2018 Server Trends & Observations
- February 15, 2018
This blog was co-authored by Robert W Hormuth, Vice President/Fellow, CTO, Server & Infrastructure Systems and Jimmy Pike, Vice President/Fellow, Server Architect, Server & Infrastructure Systems Office of CTO.
Trends & Observations can serve two purposes. One, a view into a possible state and two, a reflection of things around us that can lead to disruptions. Sometimes you have to look closely to see the trees and other times far away to see the forest.
The customer it turns out, is indeed always right…something we have all heard many times but often forget in the technology world. The winners this year will be technology companies that truly listen and respond to their customers with products, solutions, and services that actually solve customer problems and result in a better business outcome.

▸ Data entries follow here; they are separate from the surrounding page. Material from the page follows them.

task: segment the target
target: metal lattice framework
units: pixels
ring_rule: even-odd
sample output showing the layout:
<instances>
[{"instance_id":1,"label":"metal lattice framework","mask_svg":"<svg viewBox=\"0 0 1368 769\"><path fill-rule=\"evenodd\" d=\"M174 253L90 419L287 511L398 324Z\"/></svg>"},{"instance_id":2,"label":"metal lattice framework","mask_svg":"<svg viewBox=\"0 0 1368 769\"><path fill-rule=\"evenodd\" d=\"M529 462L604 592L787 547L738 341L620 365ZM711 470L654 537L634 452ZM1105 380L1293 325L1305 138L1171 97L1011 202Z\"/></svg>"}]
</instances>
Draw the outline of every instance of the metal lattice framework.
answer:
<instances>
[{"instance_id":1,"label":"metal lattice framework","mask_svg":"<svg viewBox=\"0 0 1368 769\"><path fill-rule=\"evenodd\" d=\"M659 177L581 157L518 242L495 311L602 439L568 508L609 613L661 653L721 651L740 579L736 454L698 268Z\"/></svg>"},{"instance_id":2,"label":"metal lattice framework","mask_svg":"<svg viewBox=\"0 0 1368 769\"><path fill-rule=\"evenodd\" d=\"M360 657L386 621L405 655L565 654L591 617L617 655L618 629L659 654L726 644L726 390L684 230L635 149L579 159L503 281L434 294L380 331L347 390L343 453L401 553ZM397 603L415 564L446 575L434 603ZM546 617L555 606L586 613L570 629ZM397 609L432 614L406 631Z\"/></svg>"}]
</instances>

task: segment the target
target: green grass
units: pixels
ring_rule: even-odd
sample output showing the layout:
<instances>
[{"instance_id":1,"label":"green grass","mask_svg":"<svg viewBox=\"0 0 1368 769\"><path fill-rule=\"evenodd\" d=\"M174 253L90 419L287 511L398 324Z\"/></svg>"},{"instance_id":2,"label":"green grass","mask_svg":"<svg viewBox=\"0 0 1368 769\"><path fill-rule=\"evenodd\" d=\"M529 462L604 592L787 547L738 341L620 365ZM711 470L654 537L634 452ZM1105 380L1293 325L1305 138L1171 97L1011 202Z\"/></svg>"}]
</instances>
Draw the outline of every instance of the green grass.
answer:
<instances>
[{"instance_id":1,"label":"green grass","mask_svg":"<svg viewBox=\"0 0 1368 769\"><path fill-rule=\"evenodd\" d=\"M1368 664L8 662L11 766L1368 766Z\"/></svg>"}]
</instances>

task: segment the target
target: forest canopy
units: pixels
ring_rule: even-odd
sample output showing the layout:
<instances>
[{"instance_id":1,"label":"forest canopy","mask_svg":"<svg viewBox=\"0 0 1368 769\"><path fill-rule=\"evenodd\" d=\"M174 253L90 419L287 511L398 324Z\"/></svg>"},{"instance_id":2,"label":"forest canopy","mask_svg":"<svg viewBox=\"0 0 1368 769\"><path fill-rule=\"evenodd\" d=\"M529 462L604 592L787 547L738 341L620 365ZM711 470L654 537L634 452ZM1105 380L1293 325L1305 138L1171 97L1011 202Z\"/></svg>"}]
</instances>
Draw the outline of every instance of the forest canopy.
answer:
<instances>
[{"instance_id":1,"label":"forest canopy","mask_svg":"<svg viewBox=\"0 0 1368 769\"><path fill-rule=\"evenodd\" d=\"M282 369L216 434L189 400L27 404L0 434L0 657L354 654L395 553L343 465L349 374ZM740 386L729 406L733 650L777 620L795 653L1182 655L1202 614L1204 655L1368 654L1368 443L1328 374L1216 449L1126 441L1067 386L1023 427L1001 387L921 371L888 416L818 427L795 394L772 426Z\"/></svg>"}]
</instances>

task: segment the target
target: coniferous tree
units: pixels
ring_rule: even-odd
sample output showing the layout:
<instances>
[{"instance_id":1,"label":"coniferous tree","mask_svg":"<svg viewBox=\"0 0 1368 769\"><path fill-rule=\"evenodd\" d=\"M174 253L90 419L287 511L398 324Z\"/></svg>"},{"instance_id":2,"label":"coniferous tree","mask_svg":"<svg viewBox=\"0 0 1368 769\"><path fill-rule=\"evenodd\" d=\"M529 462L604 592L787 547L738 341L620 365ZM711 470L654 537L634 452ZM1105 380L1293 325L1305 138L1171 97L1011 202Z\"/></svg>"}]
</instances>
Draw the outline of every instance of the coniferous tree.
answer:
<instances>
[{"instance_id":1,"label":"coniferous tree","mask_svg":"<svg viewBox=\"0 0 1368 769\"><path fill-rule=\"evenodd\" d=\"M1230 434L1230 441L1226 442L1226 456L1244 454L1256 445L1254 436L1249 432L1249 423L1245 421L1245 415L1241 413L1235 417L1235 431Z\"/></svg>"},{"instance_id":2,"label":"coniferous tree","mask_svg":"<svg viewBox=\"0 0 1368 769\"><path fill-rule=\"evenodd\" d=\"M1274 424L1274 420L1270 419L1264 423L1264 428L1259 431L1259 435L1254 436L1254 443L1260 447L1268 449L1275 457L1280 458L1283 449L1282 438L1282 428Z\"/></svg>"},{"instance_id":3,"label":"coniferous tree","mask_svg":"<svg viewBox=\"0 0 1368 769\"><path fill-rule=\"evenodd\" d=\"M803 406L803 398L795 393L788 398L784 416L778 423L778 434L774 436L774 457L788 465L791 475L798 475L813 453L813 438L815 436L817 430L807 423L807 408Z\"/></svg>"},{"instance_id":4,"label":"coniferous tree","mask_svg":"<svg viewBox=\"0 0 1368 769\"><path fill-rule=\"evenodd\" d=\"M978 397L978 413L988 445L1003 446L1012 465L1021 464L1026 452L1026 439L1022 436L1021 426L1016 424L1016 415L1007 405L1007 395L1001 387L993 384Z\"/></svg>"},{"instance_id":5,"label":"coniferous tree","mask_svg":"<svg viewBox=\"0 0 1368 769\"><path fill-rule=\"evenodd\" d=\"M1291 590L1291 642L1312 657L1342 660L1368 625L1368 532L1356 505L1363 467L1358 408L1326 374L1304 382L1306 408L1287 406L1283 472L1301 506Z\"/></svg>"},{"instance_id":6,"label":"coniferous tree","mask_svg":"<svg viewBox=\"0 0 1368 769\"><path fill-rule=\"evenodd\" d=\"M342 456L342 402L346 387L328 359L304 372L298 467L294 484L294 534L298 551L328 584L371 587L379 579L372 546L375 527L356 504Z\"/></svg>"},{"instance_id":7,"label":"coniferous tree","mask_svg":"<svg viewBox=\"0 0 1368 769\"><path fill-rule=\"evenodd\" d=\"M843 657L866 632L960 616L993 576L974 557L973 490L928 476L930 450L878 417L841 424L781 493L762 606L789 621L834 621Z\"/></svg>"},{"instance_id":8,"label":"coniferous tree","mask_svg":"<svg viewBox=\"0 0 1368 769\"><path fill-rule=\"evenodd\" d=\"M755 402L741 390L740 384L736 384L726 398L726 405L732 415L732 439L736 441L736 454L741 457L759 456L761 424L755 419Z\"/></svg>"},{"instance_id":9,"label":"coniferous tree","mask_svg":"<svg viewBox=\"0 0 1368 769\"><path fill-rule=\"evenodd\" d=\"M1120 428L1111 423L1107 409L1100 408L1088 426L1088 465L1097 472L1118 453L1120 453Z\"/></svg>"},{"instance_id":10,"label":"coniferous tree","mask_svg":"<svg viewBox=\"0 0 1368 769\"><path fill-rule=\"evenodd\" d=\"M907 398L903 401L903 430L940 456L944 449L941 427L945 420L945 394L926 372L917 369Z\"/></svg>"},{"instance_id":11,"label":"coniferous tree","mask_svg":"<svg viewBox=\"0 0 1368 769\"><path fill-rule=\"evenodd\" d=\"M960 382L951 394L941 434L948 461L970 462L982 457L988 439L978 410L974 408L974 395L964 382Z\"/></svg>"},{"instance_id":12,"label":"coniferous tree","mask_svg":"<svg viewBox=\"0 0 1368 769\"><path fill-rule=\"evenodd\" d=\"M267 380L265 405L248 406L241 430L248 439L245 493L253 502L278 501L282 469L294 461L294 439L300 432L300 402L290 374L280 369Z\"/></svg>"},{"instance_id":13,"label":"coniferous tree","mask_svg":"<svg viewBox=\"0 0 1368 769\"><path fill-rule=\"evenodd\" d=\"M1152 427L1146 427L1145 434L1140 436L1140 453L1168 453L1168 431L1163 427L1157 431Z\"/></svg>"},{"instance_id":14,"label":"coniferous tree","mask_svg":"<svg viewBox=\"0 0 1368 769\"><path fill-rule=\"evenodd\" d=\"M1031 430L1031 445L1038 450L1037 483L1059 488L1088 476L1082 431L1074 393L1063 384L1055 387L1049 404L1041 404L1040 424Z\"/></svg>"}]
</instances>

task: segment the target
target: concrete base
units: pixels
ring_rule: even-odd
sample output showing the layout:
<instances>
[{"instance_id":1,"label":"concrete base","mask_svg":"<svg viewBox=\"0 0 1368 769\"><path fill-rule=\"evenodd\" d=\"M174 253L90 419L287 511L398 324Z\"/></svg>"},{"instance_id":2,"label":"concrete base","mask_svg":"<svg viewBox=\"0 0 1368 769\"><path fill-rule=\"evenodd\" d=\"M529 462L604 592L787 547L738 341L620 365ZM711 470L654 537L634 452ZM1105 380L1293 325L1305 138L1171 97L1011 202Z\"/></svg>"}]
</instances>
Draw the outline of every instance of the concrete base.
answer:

2018 will see companies forced to find value in their data or be disrupted by competition that find ways to mine data to create business value and services. Much of this valuation will be done using ML/DL techniques – see #11. 2018 will see both a heightened level of cyber-attacks and a whole new realm of security embedded in the very foundation of the server to protect a customer’s most valuable asset – see #16.
Not a commodity, but rather the various chip makers are at or so near enough to the same process node size that leadership via node size is no longer a differentiator. Thus execution, architectural choices, and proper product definition wins.
Intel, AMD, QUALCOMM, Cavium, and IBM emerge with competitive CPU offerings. Going back to Fabrication Equality as an equalizer. This is healthy for the industry as a whole to enable and drive new innovations that solve real customer problems.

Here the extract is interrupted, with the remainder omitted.